- Other name: FALN
- Dates active: 1962 – 1969
- Ideology: Communism; Marxism-Leninism; Socialism; Left-wing nationalism; Proletarian internationalism;
- Political position: Far-left

= Armed Forces of National Liberation (Venezuela) =

1960s Venezuelan communist paramilitary formation

The Armed Forces of National Liberation (in Spanish: Fuerzas Armadas de Liberación Nacional, FALN) was a Venezuelan guerrilla group formed by the Communist Party of Venezuela to foment revolution against the governments of Rómulo Betancourt and Raul Leoni.

==Background==

In 1958, Betancourt's Democratic Action (Acción Democrática, AD) party largely sidelined the left-wing, notably the Communist Party of Venezuela (Partido Comunista de Venezuela, PCV). The 1959 Cuban Revolution influenced PCV and student groups. Many leftist students formed the Revolutionary Left Movement (Movimiento de Izquierda Revolucionaria, MIR) in April 1960.

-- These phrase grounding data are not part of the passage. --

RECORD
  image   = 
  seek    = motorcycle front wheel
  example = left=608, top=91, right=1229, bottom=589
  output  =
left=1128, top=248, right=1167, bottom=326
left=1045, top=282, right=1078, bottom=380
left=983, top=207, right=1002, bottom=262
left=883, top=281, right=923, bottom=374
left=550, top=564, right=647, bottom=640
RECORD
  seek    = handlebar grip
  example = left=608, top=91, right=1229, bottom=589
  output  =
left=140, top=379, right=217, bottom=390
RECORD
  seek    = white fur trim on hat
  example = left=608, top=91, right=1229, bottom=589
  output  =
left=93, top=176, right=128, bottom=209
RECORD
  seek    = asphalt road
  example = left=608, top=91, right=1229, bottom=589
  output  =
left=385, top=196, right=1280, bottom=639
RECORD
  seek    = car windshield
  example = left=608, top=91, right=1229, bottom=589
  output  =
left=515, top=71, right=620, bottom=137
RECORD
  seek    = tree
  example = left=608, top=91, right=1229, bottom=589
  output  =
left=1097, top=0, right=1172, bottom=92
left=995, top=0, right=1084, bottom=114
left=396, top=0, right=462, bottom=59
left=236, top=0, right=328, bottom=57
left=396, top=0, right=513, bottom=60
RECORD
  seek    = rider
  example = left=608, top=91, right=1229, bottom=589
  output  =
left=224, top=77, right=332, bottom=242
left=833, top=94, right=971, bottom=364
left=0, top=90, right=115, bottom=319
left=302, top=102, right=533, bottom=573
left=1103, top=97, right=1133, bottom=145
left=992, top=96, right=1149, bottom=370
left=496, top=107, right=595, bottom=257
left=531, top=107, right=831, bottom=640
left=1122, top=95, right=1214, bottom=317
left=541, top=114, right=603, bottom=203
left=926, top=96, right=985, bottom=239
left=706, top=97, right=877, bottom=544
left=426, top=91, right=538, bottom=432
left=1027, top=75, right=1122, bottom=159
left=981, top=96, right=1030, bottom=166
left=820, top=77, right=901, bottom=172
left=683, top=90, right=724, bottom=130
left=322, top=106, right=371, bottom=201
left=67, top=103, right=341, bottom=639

Betancourt's firm stance against Castro, especially Cuba's expulsion from the Organization of American States (OAS) led to bloody military uprisings in 1962, first at Carúpano on the Península of Paria, then at Puerto Cabello. After the unsuccessful revolts, Betancourt suspended civil liberties and arrested the MIR and PCV members of the forerunner to the National Assembly of Venezuela bicameral Congress in 1962. This drove the leftists underground and founded the FALN on 1 January 1963.

The FALN were engaged in rural and urban guerrilla activities, including seizure of the Venezuelan cargo ship Anzoátegui, kidnapping Real Madrid soccer star Alfredo Di Stéfano (both performed by Paul del Rio), sabotaging oil pipelines, kidnapping of American Colonel Michael Smolen, bombing a Sears Roebuck warehouse, and bombing the United States Embassy in Caracas. Despite their efforts, the FALN failed to rally the rural poor to their support and to disrupt the December 1963 elections.

Since the 1960's, Cuba sent military forces to Latin American, African and Arab countries. In 1966 and 1967, a small force of Cubans landed in the Venezuelan coast to support the guerrillas of the FALN.

The FALN fought through the Llanos of Venezuela and along the Colombian border near the city of San Cristóbal for many years. The president of Venezuela at the time, Raul Leoni, sent troops to fight against the guerrillas. General Rafael Sanchez Agüero eliminated the FALN in the state of Táchira in 1969. Alongside Colonel Arturo Julio Salazar.

== In popular culture ==

The 1975 film Chronicle of a Latin American Subversive (Spanish: Crónica de un subversivo latinoamericano) by director Mauricio Walerstein, narrates the real life FALN kidnapping of American Colonel Michael Smolen (portrayed as Colonel Robert Whitney by actor Claudio Brook) in revenge for Nguyen Van Troi's death sentence.